私が知っている事実を元に、当時の自分が感じていた事や今の思いを噛み砕いて漫画にしました。正直漫画を描くことに関しては素人で教えてくれる先生がいるわけでもありません。拙い技術で完全に手探りですが登場人物それぞれに味方ができるように描きたかった。誰の肩を持つのか、または誰も悪くないと思うのか。この漫画がどう伝わるのかは読んでくれた方の自由です」
――漫画のラストで、お母さまの元彼である“ぴんちゃん”の幸せを願う記述があったのが印象的でした。いま振り返ってみると“彼”はどのような存在でしたか?
「ピンちゃんのイメージは“不器用”で“陰湿”。例えば漫画にも描いているのですが、私の靴を隠されたりした時は衝撃的でしたね、『なんでそんなことをするんだろう?』の連続でした。彼との生活が苦痛だったのは事実です、でも“悪人”では無かった、母が時々ヒステリックに私を殴ったりした時は決まってピンちゃんは止めに入ってくれました。感覚的には“理不尽な生活指導の先生”でしょうか…。
最終的にはお酒に依存し母を殴ってしまったり、何年間も仕事せずに飲み歩いてたり、到底許せない部分はたくさんありますが恨んではいません」
――弟・妹たちがいて、長女として家族を支えていた側面もあったのではと思います。ママの彼氏と同居をしていた子どもの頃、にしむらさんが一番つらかったことは何ですか?

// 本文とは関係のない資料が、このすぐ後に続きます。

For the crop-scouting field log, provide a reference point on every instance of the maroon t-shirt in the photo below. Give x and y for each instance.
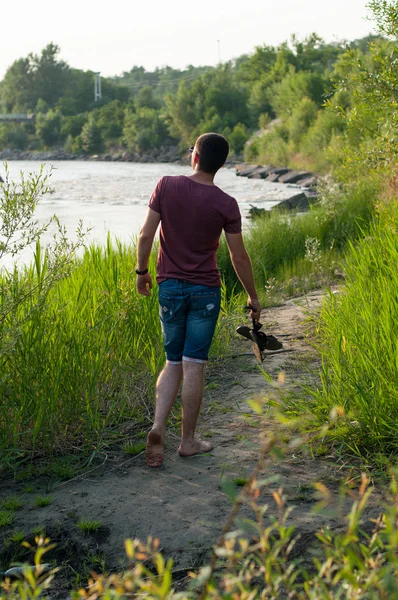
(192, 217)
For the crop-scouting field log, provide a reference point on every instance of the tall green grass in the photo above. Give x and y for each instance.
(358, 331)
(87, 360)
(277, 242)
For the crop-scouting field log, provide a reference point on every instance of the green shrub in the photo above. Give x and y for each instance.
(358, 330)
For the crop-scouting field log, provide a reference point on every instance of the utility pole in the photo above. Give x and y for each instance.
(97, 87)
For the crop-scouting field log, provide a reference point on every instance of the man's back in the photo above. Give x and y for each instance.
(193, 216)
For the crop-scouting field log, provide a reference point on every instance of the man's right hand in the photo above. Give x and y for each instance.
(255, 308)
(144, 284)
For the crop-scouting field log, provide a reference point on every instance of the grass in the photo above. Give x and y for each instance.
(13, 503)
(134, 449)
(6, 517)
(17, 537)
(358, 333)
(240, 481)
(87, 361)
(296, 250)
(89, 525)
(42, 501)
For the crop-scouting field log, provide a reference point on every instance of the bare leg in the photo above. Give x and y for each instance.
(167, 387)
(192, 393)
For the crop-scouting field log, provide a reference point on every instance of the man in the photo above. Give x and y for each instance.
(192, 211)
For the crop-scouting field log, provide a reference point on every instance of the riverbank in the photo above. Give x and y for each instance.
(186, 503)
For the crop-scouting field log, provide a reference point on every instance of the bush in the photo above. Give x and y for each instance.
(358, 330)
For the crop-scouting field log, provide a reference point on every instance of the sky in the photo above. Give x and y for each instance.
(111, 36)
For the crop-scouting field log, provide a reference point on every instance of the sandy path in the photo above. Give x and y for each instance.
(183, 503)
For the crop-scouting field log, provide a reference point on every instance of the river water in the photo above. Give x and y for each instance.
(113, 197)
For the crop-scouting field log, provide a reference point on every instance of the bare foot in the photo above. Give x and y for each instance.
(195, 447)
(154, 449)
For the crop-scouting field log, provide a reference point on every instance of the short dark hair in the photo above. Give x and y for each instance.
(213, 150)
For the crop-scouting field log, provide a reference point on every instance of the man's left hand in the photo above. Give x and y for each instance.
(144, 284)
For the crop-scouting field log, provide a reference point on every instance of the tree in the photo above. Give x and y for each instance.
(48, 127)
(91, 138)
(144, 130)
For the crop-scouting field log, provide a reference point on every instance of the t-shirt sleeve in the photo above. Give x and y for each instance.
(233, 222)
(155, 201)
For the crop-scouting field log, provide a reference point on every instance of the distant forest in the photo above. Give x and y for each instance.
(269, 104)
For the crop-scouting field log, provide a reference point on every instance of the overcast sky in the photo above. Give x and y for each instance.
(113, 35)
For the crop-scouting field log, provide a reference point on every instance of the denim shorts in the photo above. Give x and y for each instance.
(188, 314)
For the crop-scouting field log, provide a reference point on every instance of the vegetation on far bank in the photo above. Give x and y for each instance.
(74, 335)
(270, 103)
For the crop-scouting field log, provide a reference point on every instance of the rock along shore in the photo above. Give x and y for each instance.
(304, 184)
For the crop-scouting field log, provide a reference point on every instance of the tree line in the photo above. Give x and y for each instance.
(269, 102)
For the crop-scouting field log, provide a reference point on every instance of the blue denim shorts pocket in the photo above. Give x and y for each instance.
(206, 304)
(167, 308)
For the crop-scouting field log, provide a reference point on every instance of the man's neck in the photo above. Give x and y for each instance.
(203, 177)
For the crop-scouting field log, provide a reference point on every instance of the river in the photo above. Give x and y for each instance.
(113, 196)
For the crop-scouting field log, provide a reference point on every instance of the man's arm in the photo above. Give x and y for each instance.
(144, 247)
(243, 268)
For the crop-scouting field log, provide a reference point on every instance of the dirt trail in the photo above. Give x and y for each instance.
(182, 503)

「家に帰るのが一番つらかったです。学校から帰ればすでに酒に酔ったぴんちゃんが居ましたから。彼はお酒に酔うと感情の起伏が全く読めなくなる人でした、さっきまで笑っていたのに突然怒鳴られる。家にいる時は常に彼に対してビクビクしていて緊張状態、全く安らぐ事はできませんでした。

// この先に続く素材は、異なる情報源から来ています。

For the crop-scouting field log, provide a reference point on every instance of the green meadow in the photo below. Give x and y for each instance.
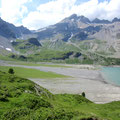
(31, 73)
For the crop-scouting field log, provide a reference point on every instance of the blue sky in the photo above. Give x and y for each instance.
(36, 14)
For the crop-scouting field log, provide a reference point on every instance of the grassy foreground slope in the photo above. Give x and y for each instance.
(21, 99)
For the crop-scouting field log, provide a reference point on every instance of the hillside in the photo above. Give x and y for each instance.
(89, 42)
(23, 99)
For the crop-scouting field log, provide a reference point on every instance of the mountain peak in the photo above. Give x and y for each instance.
(96, 20)
(116, 20)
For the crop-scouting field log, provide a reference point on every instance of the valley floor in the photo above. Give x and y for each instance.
(81, 78)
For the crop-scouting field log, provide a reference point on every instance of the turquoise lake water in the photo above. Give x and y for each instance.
(111, 74)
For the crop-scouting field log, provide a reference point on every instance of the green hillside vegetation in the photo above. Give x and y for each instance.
(21, 99)
(32, 73)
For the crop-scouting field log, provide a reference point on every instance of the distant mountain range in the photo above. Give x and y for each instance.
(97, 36)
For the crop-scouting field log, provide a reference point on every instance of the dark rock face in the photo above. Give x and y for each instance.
(8, 30)
(98, 21)
(34, 41)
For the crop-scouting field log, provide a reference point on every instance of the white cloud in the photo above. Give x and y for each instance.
(13, 10)
(56, 10)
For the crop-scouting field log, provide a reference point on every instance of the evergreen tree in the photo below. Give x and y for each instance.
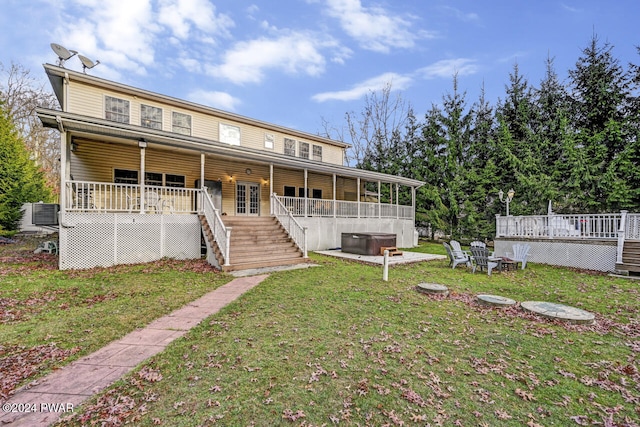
(20, 180)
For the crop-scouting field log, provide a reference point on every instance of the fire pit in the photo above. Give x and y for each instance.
(366, 243)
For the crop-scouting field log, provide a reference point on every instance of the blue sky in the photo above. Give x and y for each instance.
(297, 62)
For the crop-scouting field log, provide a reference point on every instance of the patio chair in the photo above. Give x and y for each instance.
(457, 249)
(479, 244)
(481, 259)
(520, 254)
(456, 258)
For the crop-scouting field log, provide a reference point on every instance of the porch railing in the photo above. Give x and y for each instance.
(221, 234)
(299, 206)
(297, 232)
(87, 196)
(583, 226)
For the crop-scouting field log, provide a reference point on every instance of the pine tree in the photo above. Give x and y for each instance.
(20, 180)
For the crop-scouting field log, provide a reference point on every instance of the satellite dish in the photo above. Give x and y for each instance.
(87, 63)
(62, 52)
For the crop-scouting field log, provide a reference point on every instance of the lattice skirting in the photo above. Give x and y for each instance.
(100, 240)
(599, 255)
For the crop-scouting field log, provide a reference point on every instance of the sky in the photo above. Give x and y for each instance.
(305, 63)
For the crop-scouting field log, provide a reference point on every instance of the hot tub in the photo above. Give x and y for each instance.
(366, 243)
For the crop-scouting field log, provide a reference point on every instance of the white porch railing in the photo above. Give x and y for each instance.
(584, 226)
(86, 196)
(297, 232)
(343, 209)
(221, 234)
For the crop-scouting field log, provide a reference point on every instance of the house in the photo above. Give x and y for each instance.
(146, 176)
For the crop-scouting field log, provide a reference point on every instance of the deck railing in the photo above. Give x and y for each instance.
(221, 234)
(87, 196)
(297, 232)
(583, 226)
(300, 206)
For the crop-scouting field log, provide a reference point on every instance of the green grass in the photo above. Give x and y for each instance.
(337, 345)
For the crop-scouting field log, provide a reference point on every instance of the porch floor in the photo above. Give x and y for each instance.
(405, 258)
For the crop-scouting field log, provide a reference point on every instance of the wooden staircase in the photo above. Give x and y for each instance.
(630, 257)
(255, 242)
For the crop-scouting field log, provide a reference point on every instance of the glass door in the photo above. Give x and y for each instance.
(247, 198)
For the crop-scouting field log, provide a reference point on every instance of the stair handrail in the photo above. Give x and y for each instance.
(221, 234)
(297, 232)
(621, 236)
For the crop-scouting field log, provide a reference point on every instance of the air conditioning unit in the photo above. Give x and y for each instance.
(44, 213)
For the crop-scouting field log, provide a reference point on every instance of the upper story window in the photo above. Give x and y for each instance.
(181, 123)
(229, 134)
(317, 153)
(268, 140)
(304, 150)
(116, 109)
(289, 147)
(151, 117)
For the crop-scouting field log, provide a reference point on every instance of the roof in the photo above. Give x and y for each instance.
(57, 75)
(90, 125)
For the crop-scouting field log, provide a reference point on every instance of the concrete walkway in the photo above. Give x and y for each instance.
(61, 392)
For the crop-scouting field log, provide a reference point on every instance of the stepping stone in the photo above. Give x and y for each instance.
(558, 311)
(495, 300)
(432, 288)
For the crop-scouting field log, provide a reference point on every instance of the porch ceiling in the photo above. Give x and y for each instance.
(78, 124)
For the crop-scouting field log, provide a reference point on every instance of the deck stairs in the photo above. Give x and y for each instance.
(630, 257)
(255, 242)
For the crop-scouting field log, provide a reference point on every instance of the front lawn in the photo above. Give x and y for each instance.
(337, 345)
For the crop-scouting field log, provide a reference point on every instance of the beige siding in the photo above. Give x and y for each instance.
(89, 100)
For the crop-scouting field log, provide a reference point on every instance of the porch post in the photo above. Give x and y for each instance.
(306, 186)
(271, 188)
(142, 144)
(358, 196)
(413, 201)
(379, 201)
(202, 159)
(334, 195)
(397, 203)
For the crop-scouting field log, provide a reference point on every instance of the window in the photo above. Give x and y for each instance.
(304, 150)
(123, 176)
(153, 178)
(268, 140)
(175, 181)
(150, 117)
(289, 147)
(116, 109)
(317, 153)
(181, 123)
(229, 134)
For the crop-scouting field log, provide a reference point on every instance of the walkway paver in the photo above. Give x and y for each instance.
(62, 391)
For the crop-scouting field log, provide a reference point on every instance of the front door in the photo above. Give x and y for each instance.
(247, 198)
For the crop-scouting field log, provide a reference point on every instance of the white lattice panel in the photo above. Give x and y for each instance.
(596, 255)
(101, 240)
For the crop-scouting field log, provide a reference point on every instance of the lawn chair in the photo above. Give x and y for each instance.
(520, 254)
(479, 244)
(481, 259)
(457, 249)
(456, 258)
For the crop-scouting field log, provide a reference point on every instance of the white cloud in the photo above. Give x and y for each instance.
(215, 99)
(448, 67)
(373, 27)
(182, 16)
(293, 53)
(397, 82)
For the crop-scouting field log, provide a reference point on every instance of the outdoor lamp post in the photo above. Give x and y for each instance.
(508, 199)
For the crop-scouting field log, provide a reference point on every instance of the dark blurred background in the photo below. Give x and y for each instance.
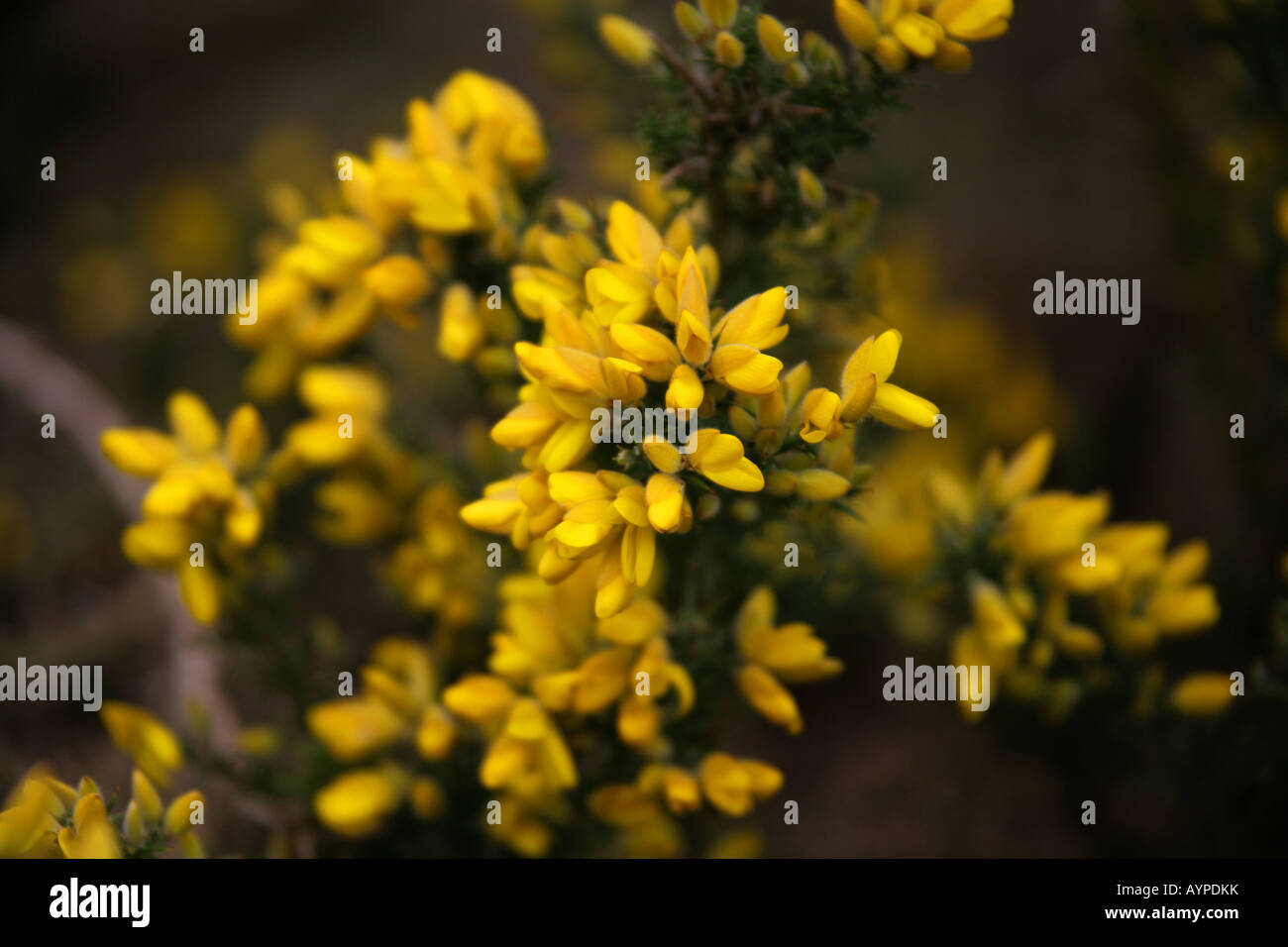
(1100, 165)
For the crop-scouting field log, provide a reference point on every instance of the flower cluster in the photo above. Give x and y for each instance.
(48, 818)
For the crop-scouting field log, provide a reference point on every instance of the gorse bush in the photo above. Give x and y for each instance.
(584, 603)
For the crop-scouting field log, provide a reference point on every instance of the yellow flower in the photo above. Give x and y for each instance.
(627, 42)
(207, 488)
(1054, 523)
(150, 742)
(857, 25)
(356, 802)
(733, 785)
(1202, 694)
(789, 654)
(91, 834)
(864, 386)
(395, 703)
(772, 35)
(974, 20)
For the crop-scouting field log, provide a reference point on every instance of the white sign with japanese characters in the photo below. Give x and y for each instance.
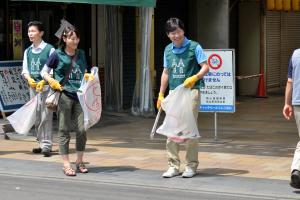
(218, 95)
(14, 91)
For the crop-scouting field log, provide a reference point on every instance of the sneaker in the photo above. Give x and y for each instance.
(295, 179)
(171, 173)
(188, 173)
(37, 150)
(46, 152)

それでも家には兄弟達が居るから、私がいない間に兄弟達に何かあったらと思うと真っ直ぐ家に帰らざるをえませんでした」
唯一の肉親ではあったけど、絶対的な味方ではなかった”母”
「母は、彼の性格に難があるのは知ってましたが、度々ご飯を作ってもらえないことがあったり、物を隠されたり、携帯の中身を好きな男の子とのメールのやりとり含め隅々までチェックされたり、そういった事が日常的に行われてる事は知りませんでした。知ったら彼に怒ったでしょうね。告げ口したことで母がいない時に彼に何されるかわからなかったので言わなかったんです。

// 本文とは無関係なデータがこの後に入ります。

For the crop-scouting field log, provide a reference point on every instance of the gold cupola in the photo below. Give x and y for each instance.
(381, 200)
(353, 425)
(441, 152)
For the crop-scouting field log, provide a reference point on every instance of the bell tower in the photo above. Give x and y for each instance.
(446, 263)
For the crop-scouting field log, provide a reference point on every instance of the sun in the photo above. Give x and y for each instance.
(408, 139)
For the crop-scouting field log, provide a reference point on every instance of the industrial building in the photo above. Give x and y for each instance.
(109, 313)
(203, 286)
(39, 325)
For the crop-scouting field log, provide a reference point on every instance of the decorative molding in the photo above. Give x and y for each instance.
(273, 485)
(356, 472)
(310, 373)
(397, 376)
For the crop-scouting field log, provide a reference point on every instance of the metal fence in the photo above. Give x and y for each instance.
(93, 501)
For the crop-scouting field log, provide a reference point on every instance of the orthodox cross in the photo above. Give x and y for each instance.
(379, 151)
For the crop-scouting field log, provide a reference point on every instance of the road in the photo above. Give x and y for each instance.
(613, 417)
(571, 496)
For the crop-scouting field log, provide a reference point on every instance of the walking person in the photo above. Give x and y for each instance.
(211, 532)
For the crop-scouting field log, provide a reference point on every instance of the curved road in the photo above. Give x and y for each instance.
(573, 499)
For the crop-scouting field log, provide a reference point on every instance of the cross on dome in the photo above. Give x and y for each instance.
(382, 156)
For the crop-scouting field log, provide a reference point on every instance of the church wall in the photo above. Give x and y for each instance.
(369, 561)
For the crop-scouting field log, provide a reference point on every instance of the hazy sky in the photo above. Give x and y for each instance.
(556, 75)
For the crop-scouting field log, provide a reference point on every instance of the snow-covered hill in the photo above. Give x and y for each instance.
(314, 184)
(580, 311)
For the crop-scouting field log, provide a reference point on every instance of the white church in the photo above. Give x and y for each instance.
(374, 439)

当時の母は私達にとって絶対的存在でした。唯一の肉親なので恐らく他のご家庭から見たら異常を感じるほど私達は母に依存してました。母が右と言えば右、左と言えば左。彼女の意見に意を唱えるなんて言語道断。盲目的に母を信じていました。そんな母がどんな親で、これまでどんなことがあって、大人になった私が母という存在に対してどのような結論を出して、今どのような関係なのかを、少しずつ整理しながら“最強の母が毒親になった日”として描き始めました」
――妹さん・弟さんと話すとき、当時を振り返ることはありますか? 皆さんはどのように受け止めていらっしゃるのでしょうか。
「ママの彼氏に対しては、全員同じ気持ちなんじゃないでしょうか。母と彼が別れた後に“そんなこともあったね”って時々思い出話として話題に登る事もありましたがピンちゃんに対する愚痴は少なかったです。もう過ぎたこと、仕方なかった事として全員上手く自分の心に折り合いをつけていると思います」
――「最強の母親が毒親になった日」など、エピソード描かれています。SNSで漫画エピソードを発信していくことで、今後どのようなことを伝えていきたいですか?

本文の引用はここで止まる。